The contents of the FsImage is an “Image file” which contains a serialized form of all the directory and file inodes in the filesystem. These cannot be read with the normal file system tools like cat.

Here, each inode is an internal representation of a file or directory’s metadata. It contains information such as the file’s replication level, modification and access times, access permissions, block size, and the blocks the file is made up of.

For directories, the modification time, permissions, and quota metadata are stored. During many situations, it becomes absolutely important to read a clear text version of the FsImage. For example: To perform Namespace Analysis or to determine if the FsImage is corrupt etc. To resolve this kind of issue we can use a tool called Offline Image Viewer.

Offline Image Viewer :

To convert the contents of FsImage file into text, xml or other file formats we can use tool called Offline Image Viewer. This dumps the contents of hdfs FsImage files into human-readable formats in order to allow offline analysis and examination of an Hadoop cluster’s namespace.

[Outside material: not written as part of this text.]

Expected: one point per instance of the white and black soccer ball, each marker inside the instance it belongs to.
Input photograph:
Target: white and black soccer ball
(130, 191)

The Offline Image Viewer tool is capable of processing very large image files relatively quickly, converting them to one of several output formats. The tool handles the layout formats that were included with Hadoop versions 16 and up. If the tool is not able to process an image file, it will exit cleanly. The Offline Image Viewer does not require any Hadoop cluster to be running, it is entirely offline in its operation.

Syntax :

hdfs oiv -i fsimage -o fsimage.xml
The simplest usage of the Offline Image Viewer is to provide just an input and output file, via the -i and -o command-line switches

Example :
In the below example we will be converting a FsImage file into .XML file format. which we have copied in our desktop path.

In the below diagram you can observe an outlook of FsImage.

We can use below command to convert the above file contents into readable form (xml file format).
hdfs oiv -i /home/acadgild/Desktop/fsimage_0000000000000000006 -o /home/acadgild/Desktop/fsimage.xml -p XML

The above code will run the Offline Image Viewer (oiv) tool and converts the above FsImage file into .XML format using XML output processor and store the output fsimage.xml file in the above-given path.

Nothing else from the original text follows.